We've seen the dynamic play out enough times that it's no longer a coincidence -- Republicans will propose an idea; President Obama will endorse the GOP idea; and Republicans will announce their opposition to their own proposal. It's happened on everything from immigration to health care, energy policy to taxes, deficit reduction to public safety.
As Jamelle Bouie noted today, it's not just Republican policymakers who change their mind about policies they used to support.
Today's poll from the Washington Post and Capital Insight shows something interesting: When Obama lends his name to proposals on immigration, climate change or the war in Afghanistan, support drops.
Without Obama's name, 78 percent of Democrats, 60 percent of Republicans, and 70 percent of independents support a path to citizenship as part of comprehensive immigration. But when you associate that proposal with the president, support drops to 75 percent of Democrats, 61 percent of independents, and just 39 percent of Republicans -- a 21 point decline. Likewise, without Obama's name, 65 percent of Democrats, 32 percent of Republicans, and 51 percent of independents support measures to address climate change. With his name attached, Democratic and independent support increases -- to 71 percent and 55 percent, respectively -- but Republican support dips even further, to 24 percent.

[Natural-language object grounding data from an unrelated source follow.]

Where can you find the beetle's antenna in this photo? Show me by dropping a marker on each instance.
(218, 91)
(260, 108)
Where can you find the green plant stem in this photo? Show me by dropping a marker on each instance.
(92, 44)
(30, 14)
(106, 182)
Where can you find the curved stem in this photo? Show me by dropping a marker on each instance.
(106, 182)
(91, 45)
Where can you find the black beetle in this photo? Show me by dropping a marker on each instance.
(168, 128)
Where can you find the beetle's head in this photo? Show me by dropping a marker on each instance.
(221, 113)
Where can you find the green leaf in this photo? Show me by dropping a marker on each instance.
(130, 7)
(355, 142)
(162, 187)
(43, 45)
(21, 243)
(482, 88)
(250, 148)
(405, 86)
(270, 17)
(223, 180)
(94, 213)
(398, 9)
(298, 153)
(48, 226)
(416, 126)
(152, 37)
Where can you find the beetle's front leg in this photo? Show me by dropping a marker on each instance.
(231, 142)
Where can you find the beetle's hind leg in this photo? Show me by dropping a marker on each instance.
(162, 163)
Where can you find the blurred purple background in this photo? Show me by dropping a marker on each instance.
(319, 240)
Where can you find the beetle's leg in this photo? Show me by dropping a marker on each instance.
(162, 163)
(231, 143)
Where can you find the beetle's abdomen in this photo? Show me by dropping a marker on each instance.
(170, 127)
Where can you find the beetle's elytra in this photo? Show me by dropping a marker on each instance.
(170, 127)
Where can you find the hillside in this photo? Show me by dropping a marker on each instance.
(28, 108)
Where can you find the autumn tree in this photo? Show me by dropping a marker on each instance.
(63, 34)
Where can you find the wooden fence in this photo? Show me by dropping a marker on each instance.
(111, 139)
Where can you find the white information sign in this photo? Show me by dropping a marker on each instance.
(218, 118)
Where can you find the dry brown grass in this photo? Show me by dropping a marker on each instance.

Just so we're clear, there's nothing else driving the shifts. Republicans endorse an idea, then they learn Obama agrees with them, then they reject the idea they'd just endorsed.
With this sentiment prevailing in Congress and with rank-and-file GOP voters, one starts to understand how and why compromise is quite literally impossible -- if Obama expresses support for his own proposals, Republicans say no, and if Obama expresses support for GOP proposals, Republicans still say no.
It creates an environment in which the two sides can't even negotiate, because one side won't take "yes" for an answer.
Is the moral of the story that the president should simply say nothing, and make his positions on issues a national mystery?